Comme chaque année, les élèves faisaient la quête auprès de leurs camarades de classe pour offrir un cadeau à leur instituteur. Mais cette année l'argent manquait et le nombre d'élèves réduisit la somme allouée aux cadeaux.
--Et ouais mais premièrement on n'a pas d'argent et deuxièmement on est pas assez nombreux!
--Et ouais mais c'est vilain! Y faut faire un geste au moins!
--Et on va pas lui faire cadeau un sac de noyaux!
--Qu'il est con cuila, alors!
--On a qu'à jouer à cinq, vingt cinq!
--Ouais et si on perd?
--Et ben, on perd! On lui fera cadeau zboub!
Le jeu du cinq vingt cinq était une sorte de casino du pauvre qui se jouait avec un dé, un "tchic tchic" algérois. Le joueur misait sur un numéro de un à six et si le croupier faisait retomber le chiffre misé, il payait cinq fois la mise. S'il sortait un autre chiffre, il ramassait la mise.
--Et avec quel argent on joue?
--On a qu'à demander aux gens!
--N'importe quoi! Y z'ont pas de quoi acheter une olive et tu veux leur demander des sous!
--A la guerre comme à la guerre! Chacun doit ramener une pièce quitte à faire l'aumône!
--Purée si ma mère elle sait que je fais l'aumône, elle m'envoie en maison de correction!
Ce fut une grande chasse au trésor dans tout Bab El Oued. Chapardeurs, débrouillards, resquilleurs de toutes sortes s'en donnèrent à cœur joie. Mais le butin fut maigre.
--On a qu'à faire un hold-up comme dans les films!
--Ouais et toi tu serais James Cagney, n'importe quoi!
C'est Omar, le père de substitution de Richard, qui trouva la solution.
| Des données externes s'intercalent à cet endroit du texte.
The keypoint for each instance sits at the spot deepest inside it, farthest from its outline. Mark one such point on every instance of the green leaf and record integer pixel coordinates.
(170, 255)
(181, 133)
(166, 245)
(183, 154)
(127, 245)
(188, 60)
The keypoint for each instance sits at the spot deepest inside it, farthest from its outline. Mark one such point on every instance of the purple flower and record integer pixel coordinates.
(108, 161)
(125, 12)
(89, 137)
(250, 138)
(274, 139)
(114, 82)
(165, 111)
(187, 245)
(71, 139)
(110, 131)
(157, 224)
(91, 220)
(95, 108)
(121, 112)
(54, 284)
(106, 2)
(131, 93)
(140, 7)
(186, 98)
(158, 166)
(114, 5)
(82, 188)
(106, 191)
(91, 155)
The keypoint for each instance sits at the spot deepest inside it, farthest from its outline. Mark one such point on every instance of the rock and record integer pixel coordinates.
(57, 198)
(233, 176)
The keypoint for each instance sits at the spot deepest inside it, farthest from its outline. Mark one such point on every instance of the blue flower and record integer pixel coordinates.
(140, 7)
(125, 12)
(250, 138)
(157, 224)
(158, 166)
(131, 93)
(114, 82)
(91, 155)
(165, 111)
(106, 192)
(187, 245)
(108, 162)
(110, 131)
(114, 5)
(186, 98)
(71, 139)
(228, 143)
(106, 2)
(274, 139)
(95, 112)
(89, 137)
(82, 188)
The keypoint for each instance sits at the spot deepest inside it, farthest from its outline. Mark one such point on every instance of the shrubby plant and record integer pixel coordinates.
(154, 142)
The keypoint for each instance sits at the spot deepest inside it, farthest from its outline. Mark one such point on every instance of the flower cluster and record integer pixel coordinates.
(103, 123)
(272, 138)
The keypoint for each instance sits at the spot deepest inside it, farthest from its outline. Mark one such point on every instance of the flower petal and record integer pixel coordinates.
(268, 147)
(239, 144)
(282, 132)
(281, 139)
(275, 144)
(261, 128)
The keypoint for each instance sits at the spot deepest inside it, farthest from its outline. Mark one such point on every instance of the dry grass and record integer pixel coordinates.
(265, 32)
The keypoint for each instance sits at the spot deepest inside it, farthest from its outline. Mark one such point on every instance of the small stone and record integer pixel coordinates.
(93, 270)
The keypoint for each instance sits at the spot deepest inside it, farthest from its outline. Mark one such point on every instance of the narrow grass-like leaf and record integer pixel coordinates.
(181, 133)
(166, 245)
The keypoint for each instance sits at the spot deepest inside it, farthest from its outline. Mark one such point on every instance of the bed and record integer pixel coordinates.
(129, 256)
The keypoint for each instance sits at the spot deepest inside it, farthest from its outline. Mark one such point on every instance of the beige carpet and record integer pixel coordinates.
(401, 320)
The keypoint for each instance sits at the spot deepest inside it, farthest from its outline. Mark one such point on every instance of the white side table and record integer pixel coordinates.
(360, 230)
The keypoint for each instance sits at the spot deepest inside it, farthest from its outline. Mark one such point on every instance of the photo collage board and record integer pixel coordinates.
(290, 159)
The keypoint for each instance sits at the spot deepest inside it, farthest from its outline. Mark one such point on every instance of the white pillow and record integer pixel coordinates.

Vendre le produit de la pêche des enfants à un ami qui tenait un restaurant de la pêcherie, telle était la solution. Plus besoin de dévaliser une banque. Aussitôt dit aussitôt fait, les trois lascars sous la houlette du vieil Omar sortirent en mer pour la cause exclusive de Papa Ayache.
La somme ramenée dépassa toutes les espérances et il n'y eut pas besoin de suppléments pour le cadeau de Noël de leur instituteur qui en fut bouleversé.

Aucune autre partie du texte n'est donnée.